Earlier this year, the Arkansas legislature passed HB 2036, which moves the petition deadline for newly-qualifying parties from April to January 2, and moves the petition deadline for non-presidential independent candidates from May 1 to March 1. The bill passed the House 83-1, and passed the Senate 35-0. The only state legislator who voted against the bill was Representative John Walker (D-Little Rock). Green Party legislator Fred Smith did not vote on the bill.
The bill, as introduced, only affected independent candidates, but just before it passed the House on April 6, it was amended to also move the deadline for newly-qualifying parties.
Both halves of the bill are unconstitutional. Three times, federal courts in Arkansas have struck down similar laws relating to newly-qualifying parties, and twice federal courts in Arkansas have struck down similar laws for independent candidate petition deadlines. The March petition deadline for newly-qualifying parties was declared unconstitutional the first time in 1977, in American Party of Arkansas v Jernigan, 424 F.Supp.943. The legislature then moved the deadline to May. But in 1987, having forgotten about the 1977 decision, the legislature moved the deadline to January. That was held unconstitutional in Citizens to Establish a Reform Party v Priest, 970 F.Supp.690 (1996). The legislature then lowered the number of signatures for a new party but did not amend the deadline. In 2006, the January deadline was again struck down in Green Party of Arkansas v Daniels, 445 F.Supp.2d 1056.

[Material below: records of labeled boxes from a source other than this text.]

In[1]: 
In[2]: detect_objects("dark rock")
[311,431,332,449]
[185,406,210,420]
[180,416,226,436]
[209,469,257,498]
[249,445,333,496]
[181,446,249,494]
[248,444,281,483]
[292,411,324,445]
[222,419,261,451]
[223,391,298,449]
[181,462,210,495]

The non-presidential independent candidate April petition deadline was struck down in 1977 in Lendall v Jernigan, an unreported 3-judge U.S. District Court decision. The U.S. Supreme Court summarily affirmed it, also in 1977, 433 U.S. 901. The legislature moved the deadline to May, but then in 1987 forgot about that decision also, and moved the deadline to January. That deadline was struck down in Lendall v McCuen, an unreported U.S. District Court decision, eastern district, LR-C-88-311.